In following an extension course on quantum field theory, a problem popped up that my TAs couldn't quite explain to my satisfaction. I suspect the answer is really simple, so I hope somebody with a mathematical background can elucidate.
What is given is as follows:
- A field variable $\phi$ can be rewritten into another field variable, $\phi'$ arbitrarily.
- The boundary conditions do not contribute, when integrating by parts.
Given the above and some arbitrary expression $F$, the following should allegedly hold: \begin{align} \int [d\phi]\frac{\delta F}{\delta\phi}=0 \end{align} where the square around the measure absorbs any constants from the measure that may appear (so we normalise any expression to have no constants and only the relevant parts).

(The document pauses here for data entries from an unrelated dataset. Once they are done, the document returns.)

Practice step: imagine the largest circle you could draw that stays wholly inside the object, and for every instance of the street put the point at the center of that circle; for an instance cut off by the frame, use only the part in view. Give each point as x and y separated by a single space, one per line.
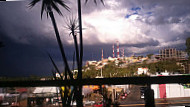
134 100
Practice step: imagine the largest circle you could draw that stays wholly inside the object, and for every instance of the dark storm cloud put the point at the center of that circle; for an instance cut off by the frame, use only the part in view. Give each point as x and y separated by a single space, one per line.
27 38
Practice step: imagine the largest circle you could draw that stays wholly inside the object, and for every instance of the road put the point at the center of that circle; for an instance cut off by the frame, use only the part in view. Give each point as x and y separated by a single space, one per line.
134 100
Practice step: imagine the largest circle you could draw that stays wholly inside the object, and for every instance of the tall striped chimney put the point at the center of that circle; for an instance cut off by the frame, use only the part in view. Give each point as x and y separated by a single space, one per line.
123 54
102 54
113 51
117 49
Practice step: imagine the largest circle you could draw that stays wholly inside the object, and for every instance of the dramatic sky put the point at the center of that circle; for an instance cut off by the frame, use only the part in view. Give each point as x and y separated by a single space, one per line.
140 26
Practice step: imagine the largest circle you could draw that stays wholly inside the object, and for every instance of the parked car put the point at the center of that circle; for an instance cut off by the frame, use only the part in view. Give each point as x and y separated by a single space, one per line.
122 96
142 90
99 104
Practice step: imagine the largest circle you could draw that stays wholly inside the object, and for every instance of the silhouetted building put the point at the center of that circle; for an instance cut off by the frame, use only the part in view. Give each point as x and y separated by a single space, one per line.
171 53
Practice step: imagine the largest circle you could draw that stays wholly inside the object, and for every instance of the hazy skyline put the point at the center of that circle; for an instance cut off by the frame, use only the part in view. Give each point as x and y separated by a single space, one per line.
140 26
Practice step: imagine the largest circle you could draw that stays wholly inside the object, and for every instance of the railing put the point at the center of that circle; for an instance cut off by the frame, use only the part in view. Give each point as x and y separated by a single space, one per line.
99 81
149 94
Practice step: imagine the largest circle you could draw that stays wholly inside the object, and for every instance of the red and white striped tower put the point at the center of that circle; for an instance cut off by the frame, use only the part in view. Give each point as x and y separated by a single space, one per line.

The argument the TAs made is that by the above, also \begin{align} \int [d\phi']\frac{\delta F}{\delta\phi'}=0. \end{align}
Expanding $\phi'$ around $\phi$, we must argue that the leading order coefficient in the series expansion must vanish, the other coefficients are zero since a second order variation is "doubly infinitesimal" and thus vanishing.
But I don't consider this a satisfactory explanation. I've been looking at Zee, Quantum Field Theory in a Nutshell, which does gloss over it, but I'm still confused:
How does the measure change?
Locality of $\phi$ appears to dictate whether the 'derivative chain rule' applies. But these locality properties are not declared initially, and I'm not sure what the considerations are to determine it. What I'm getting at is whether \begin{align} \frac{\delta}{\delta\phi(x)} = \int d^d y \frac{\delta\phi(y)}{\delta \phi(x)} \frac{\delta}{\delta \phi(y)} \end{align} for example, with/without the integral over some $y$.